On May 21, 2005, at 6:45 AM, Gerhard Killesreiter wrote:

On Drupal.org there is a small hint about using wget for this.


This is from my upgrade tutorial.  http://dev.bryght.com/t/wiki/CivicSpaceUpgrade
I added info about crawling with three types of account, setting images if that module is enabled.  I also advised to check web server logs not only watchdog logs.

Cheers,
Kieran

2.5 Run a link check on the site.

We now want to crawl your site, to get a list of dead links. This is a simple command that will help you identify broken parts of your site. You will see errors in you Administrator logs as well as your web server error logs.
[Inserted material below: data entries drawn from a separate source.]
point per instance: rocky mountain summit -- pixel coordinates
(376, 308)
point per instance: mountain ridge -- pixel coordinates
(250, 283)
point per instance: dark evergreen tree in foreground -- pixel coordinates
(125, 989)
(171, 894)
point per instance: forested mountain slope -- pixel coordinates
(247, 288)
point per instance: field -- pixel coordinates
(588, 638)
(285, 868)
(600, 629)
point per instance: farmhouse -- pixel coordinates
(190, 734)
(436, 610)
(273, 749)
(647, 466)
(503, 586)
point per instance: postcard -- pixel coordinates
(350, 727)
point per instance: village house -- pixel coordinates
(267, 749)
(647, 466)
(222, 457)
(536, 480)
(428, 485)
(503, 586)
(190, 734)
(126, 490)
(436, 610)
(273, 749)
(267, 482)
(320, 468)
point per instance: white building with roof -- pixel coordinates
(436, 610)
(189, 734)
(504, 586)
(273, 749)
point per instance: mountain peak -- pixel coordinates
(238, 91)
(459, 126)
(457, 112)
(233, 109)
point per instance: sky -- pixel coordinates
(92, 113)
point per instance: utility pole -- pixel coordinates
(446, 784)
Perform these next commands through the administrator menu on your site.

Enable image admin module Set permissions so images can be written for userid running link check. Enable the menu module, and then disable the logout menu.
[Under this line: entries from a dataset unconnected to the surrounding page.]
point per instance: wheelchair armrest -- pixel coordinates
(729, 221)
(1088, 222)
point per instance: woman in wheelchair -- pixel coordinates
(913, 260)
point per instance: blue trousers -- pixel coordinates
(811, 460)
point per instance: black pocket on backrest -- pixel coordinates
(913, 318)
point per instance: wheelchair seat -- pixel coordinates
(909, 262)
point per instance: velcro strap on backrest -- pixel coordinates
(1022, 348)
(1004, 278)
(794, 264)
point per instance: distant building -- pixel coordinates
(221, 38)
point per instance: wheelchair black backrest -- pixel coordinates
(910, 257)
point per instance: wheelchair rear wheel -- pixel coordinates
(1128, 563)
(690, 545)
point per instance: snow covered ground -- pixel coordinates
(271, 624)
Run wget with the following options.

The cookie this command is referring to is the cookie downloaded from your browser when you last logged into your CivicSpace site as an admin.

NOTE: You can see the full and original wget instructions here: http://drupal.org/node/11521

wget -r --delete-after --cookies=off --header='Cookie: PHPSESSID=xxx' http://yoursite.com

-r to recursively crawl the site. --delete-after, --cookies=off tells the crawler not to use a cookie. --header=’Cookie: PHPSESSID=XXXX’ tells the site that session information will be passed in the http header. This should be repeated 2 more times; once for a regular userid, and once for an anonymous userid. After the link check is done check your admin logs and your webserver error logs.